On 3/6/25 09:56, Warner Losh wrote:
On Thu, Mar 6, 2025, 5:33 AM John Baldwin <j...@freebsd.org> wrote:
On 3/6/25 06:35, Mateusz Guzik wrote:
On Thu, Mar 6, 2025 at 12:32 PM Zhenlei Huang <z...@freebsd.org> wrote:
On Mar 6, 2025, at 7:03 PM, Mateusz Guzik <m...@freebsd.org> wrote:
The branch main has been updated by mjg:
URL:
https://cgit.FreeBSD.org/src/commit/?id=234683726708cf5212d672d676d30056d4133859
commit 234683726708cf5212d672d676d30056d4133859
Author: Mateusz Guzik <m...@freebsd.org>
AuthorDate: 2025-03-06 11:01:49 +0000
Commit: Mateusz Guzik <m...@freebsd.org>
CommitDate: 2025-03-06 11:01:49 +0000
devclass: make devclass_alloc_unit use M_NOWAIT
The only caller already does this.
The routine can be called with a mutex held making M_WAITOK illegal.
Sponsored by: Rubicon Communications, LLC ("Netgate")
---
sys/kern/subr_bus.c | 8 ++++++--
1 file changed, 6 insertions(+), 2 deletions(-)
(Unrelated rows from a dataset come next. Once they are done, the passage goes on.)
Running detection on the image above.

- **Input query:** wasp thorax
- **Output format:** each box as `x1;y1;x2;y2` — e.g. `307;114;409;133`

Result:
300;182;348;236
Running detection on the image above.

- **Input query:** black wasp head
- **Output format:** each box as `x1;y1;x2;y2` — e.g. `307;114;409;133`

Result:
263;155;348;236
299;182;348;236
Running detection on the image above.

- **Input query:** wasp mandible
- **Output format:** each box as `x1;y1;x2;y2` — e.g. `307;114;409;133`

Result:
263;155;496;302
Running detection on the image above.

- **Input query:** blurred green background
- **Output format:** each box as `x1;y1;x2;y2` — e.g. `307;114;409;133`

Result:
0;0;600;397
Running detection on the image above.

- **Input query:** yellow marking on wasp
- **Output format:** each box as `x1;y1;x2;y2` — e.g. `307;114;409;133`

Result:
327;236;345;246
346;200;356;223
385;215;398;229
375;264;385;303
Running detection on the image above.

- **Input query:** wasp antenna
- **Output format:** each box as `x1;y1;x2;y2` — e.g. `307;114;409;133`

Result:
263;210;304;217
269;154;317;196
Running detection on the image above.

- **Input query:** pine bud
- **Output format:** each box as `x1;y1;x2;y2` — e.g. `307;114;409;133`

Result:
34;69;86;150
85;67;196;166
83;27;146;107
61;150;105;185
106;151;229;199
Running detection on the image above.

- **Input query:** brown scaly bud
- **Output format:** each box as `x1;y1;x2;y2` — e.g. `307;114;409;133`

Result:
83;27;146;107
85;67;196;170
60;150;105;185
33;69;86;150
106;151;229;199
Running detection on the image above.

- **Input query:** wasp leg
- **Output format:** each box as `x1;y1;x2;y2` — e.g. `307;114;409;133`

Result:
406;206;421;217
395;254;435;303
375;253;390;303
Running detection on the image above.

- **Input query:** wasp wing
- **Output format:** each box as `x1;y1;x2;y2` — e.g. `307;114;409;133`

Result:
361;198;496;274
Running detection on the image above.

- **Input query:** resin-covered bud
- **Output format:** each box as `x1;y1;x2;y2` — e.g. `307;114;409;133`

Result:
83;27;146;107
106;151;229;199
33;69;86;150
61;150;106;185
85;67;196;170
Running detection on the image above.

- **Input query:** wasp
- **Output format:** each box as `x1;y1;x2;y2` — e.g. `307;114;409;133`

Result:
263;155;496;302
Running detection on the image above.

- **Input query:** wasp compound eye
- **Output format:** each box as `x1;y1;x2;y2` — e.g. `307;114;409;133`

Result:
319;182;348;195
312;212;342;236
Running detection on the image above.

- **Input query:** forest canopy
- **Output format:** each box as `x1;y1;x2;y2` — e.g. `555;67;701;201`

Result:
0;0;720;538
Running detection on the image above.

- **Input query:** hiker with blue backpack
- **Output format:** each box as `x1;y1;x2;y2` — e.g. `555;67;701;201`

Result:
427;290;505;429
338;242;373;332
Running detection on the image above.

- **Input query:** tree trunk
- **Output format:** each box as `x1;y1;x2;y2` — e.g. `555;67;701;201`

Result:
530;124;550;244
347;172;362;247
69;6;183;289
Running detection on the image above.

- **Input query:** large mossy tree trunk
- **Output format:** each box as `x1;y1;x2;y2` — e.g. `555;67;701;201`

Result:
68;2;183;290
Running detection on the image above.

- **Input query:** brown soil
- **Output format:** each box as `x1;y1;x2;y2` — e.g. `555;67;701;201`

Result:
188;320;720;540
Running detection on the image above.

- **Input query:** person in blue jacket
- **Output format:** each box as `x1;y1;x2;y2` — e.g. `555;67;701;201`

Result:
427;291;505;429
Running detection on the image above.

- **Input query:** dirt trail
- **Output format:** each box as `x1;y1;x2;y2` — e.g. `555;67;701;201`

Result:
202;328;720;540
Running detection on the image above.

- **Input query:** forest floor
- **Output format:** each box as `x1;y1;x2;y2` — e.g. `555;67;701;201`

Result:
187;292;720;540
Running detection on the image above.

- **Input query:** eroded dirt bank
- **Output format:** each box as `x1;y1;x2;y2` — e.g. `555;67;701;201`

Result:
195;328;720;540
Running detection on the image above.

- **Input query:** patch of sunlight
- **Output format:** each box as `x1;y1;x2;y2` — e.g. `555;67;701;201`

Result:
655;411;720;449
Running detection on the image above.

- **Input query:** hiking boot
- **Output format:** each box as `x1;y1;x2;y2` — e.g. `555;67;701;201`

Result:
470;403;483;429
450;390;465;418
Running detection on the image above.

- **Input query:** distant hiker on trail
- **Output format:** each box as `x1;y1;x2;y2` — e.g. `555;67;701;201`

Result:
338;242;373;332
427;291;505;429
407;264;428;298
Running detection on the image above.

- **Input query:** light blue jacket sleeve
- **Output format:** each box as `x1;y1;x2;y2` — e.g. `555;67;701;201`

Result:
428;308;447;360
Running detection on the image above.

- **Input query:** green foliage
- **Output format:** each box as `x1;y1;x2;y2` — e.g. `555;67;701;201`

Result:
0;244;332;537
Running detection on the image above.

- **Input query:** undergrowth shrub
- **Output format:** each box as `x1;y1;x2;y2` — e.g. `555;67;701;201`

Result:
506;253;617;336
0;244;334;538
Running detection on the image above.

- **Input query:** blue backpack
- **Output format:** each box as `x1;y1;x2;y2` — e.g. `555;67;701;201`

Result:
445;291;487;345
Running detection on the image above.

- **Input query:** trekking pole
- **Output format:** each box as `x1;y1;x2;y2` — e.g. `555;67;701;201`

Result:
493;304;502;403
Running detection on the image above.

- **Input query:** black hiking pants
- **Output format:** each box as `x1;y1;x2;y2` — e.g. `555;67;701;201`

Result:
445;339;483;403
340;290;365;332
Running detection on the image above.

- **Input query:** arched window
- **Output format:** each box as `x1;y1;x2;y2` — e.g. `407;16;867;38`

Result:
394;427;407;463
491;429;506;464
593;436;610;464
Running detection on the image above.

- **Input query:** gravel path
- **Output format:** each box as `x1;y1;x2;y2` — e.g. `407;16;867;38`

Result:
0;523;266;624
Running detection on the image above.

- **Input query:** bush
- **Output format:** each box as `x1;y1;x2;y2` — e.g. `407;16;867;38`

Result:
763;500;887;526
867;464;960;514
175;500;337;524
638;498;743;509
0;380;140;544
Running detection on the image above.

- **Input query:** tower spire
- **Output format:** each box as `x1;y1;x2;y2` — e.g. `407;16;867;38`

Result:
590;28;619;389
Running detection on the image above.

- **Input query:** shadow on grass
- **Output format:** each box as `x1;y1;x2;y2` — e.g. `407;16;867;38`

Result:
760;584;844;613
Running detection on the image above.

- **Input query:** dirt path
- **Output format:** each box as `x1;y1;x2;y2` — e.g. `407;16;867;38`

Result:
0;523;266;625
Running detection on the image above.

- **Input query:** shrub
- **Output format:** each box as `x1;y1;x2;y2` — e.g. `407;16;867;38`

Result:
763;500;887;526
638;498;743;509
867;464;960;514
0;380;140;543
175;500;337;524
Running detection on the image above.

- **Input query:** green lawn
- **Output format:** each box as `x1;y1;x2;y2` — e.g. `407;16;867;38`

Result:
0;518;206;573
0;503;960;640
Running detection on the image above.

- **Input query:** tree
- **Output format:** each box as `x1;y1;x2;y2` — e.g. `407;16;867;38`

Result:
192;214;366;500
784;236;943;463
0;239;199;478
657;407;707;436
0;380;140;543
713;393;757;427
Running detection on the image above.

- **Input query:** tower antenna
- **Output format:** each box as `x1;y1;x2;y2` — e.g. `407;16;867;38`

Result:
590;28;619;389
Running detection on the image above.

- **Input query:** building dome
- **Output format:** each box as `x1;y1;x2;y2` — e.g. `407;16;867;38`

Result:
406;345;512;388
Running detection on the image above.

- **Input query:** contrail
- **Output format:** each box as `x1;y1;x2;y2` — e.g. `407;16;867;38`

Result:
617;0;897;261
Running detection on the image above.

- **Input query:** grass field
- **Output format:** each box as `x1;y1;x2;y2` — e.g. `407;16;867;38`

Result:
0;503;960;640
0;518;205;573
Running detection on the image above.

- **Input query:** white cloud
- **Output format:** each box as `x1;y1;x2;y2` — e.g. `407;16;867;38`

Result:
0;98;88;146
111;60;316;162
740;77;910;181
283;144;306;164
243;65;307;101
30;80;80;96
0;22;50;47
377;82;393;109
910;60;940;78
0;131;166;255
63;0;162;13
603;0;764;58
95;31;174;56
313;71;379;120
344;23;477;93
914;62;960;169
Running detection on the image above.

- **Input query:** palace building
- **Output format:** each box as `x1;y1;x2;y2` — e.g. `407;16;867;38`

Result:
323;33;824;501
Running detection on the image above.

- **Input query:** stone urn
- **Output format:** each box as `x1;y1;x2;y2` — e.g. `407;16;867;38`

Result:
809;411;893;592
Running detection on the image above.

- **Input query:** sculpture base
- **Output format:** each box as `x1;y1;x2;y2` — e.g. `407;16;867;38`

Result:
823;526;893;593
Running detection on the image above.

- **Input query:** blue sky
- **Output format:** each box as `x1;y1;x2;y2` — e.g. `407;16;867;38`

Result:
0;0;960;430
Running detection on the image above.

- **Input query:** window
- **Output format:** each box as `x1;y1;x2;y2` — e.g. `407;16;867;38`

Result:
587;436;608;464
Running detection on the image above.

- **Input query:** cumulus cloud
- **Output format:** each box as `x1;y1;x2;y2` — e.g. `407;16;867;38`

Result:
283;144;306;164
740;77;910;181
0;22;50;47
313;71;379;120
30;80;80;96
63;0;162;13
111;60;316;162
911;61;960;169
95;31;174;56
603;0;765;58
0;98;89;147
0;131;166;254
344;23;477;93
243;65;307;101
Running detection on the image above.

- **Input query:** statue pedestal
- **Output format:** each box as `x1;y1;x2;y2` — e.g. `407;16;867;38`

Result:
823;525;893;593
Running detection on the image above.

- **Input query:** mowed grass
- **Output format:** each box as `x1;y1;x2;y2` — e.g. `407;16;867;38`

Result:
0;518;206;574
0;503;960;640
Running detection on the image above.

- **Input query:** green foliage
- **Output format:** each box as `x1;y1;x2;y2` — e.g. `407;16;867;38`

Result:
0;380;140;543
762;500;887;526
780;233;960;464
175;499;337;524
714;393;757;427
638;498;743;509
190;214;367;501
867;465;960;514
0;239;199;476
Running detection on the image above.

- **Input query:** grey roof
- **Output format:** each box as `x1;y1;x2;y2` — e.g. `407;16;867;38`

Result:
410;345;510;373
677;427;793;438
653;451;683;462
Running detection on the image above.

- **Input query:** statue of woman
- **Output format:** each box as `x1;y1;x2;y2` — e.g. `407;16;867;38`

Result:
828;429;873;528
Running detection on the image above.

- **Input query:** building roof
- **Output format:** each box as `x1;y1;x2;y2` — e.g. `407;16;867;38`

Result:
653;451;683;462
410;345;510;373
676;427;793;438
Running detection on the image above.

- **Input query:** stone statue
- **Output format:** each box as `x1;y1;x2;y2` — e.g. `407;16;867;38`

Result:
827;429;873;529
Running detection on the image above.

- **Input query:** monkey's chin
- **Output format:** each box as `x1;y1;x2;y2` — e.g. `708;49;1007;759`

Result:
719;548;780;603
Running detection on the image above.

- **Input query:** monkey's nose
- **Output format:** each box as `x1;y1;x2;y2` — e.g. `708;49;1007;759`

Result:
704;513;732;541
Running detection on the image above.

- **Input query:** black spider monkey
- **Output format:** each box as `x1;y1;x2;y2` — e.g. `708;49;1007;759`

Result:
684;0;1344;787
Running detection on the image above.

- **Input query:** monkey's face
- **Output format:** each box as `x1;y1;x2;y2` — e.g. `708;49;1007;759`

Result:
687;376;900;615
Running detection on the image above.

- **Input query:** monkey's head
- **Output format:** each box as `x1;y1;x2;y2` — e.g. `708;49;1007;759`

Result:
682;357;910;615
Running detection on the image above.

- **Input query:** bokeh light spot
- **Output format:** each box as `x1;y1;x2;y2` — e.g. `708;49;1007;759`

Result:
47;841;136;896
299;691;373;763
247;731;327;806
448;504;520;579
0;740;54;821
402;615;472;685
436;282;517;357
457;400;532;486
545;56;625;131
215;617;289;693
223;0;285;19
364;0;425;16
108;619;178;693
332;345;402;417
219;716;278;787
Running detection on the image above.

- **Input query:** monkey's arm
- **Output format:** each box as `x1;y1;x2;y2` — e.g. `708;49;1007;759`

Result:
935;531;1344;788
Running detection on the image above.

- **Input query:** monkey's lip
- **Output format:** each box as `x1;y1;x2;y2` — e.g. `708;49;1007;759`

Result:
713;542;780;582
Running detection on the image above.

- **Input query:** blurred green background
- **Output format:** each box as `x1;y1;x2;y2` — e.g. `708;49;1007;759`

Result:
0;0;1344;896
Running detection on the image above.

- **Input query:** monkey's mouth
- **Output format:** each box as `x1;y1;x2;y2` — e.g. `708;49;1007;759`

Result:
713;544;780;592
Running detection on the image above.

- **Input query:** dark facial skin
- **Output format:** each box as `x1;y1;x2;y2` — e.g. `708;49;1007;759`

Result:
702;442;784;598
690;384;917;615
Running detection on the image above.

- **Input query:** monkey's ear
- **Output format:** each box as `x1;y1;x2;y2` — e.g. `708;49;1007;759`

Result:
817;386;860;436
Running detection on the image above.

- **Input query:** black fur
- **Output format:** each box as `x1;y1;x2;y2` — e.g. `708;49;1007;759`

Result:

diff --git a/sys/kern/subr_bus.c b/sys/kern/subr_bus.c
index 9506e471705c..0422352bba51 100644
--- a/sys/kern/subr_bus.c
+++ b/sys/kern/subr_bus.c
@@ -1208,6 +1208,7 @@ devclass_get_sysctl_tree(devclass_t dc)
static int
devclass_alloc_unit(devclass_t dc, device_t dev, int *unitp)
{
+ device_t *devices;
const char *s;
int unit = *unitp;
@@ -1264,8 +1265,11 @@ devclass_alloc_unit(devclass_t dc, device_t dev,
int *unitp)
int newsize;
newsize = unit + 1;
- dc->devices = reallocf(dc->devices,
- newsize * sizeof(*dc->devices), M_BUS, M_WAITOK);
+ devices = reallocf(dc->devices,
+ newsize * sizeof(*dc->devices), M_BUS, M_NOWAIT);
I'd recommend against this. From the commit message of f3d3c63442ff,
Warner said,
In addition, transition to M_WAITOK since this is a sleepable context
So, the M_WAITOK is intentional.
Rather than reverting this, the caller devclass_add_device() should use
M_WAITOK.
Per my commit message this is callable from a *NOT* sleepable context.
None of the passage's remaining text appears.